3. Supervised Learning
2024-01-15
First update!
I've got supervised learning to kinda work!
I've been able to generate a dataset consisting of lots of random positions and the allowed moves in all those positions. Then I've been able to read that data and train neural networks on it which learn the rules of chess reasonably well.
I'm implementing it again (cleanly) in this repo and also documenting whatever I'm doing here.
Generating the dataset
First we will need to generate the dataset consisting of randomly generated
positions and the allowed move in each position. This can be done using the
chess
python library.
import chess
import random
def generate_random_game():
board = chess.Board()
history = []
while not board.is_game_over():
# print(board)
valid_moves = list(board.generate_legal_moves())
# print(valid_moves)
random_move = random.choice(valid_moves)
history.append((board, valid_moves))
board.push(random_move)
return history
Then we need to store the generated data. Now we could serialise it into any format. Games are generally stored in PGN format and we could find some format for our moves too but since we're going to train neural networks using this data so it may be best to convert these to tensors already and store them in a tensor format.

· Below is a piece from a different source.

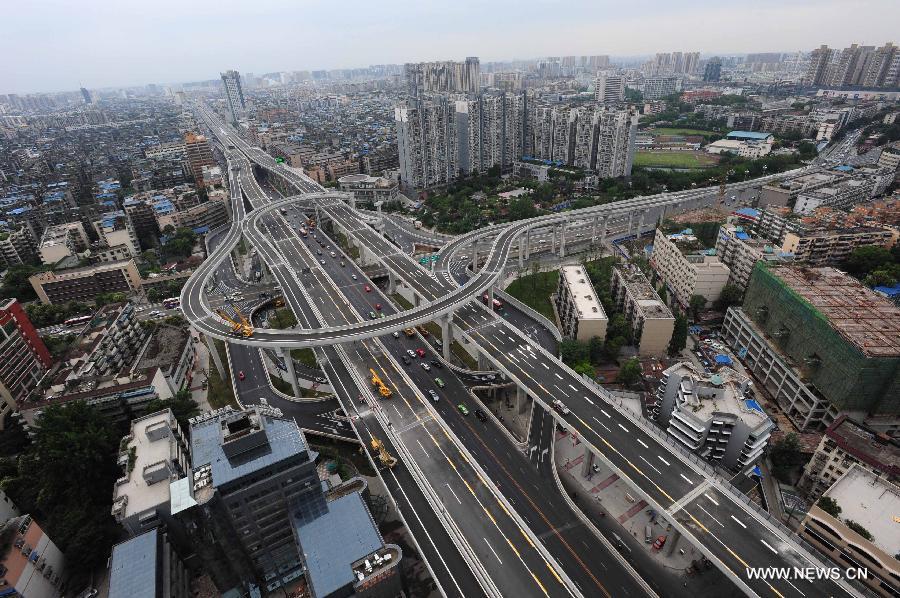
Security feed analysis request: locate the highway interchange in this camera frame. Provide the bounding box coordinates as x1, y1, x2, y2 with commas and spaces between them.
181, 104, 864, 598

So far the code is pretty fast, taking only ~2s to generate 100 games.
$ time python gen_moves.py
Generating game 1.
Generating game 2.
Generating game 3.
...
Generating game 100.
Done! Generated 100 games!
real 0m2.396s
user 0m2.282s
sys 0m0.111s
Converting to tensors
There are many possible ways we could do this, but I'm going to encode the 6 piece types (Pawn, Rook, Knight, etc.) into different planes into a tensor. I'm going to use +1 for the white pieces and -1 for the black pieces. I'm also going to add another plane which is entirely +1 or -1 denoting whose turn it is currently.
This is what the starting board is supposed to look like, as a tensor (White = +1 Black = -1, Gray = 0).
Here's the code:
import chess
import torch
def board_to_tensor(board: chess.Board) -> torch.Tensor:
return_tensor = torch.zeros((7, 8, 8))
# Iterate over the 6 piece types and add them to the appropriate plane
# in the return tensor.
for layer in range(1, 7):
pt = chess.PieceType(layer)
# add +1 for all the white pieces and -1 for black pieces
bitboard_white = board.pieces_mask(pt, chess.WHITE)
bitboard_black = board.pieces_mask(pt, chess.BLACK)
for sq in chess.SQUARES:
if bitboard_white & (1 << sq):
row, col = divmod(sq, 8)
return_tensor[layer, row, col] += 1
if bitboard_black & (1 << sq):
row, col = divmod(sq, 8)
return_tensor[layer, row, col] -= 1
# fill in the last layer according with +/- 1 based on whose turn it is
if board.turn == chess.WHITE:
return_tensor[0, :, :] += 1
else:
return_tensor[0, :, :] -= 1
return return_tensor
Simply calling this function in main()
on every position we have so far
increases the running time of the script to around ~5-6 seconds.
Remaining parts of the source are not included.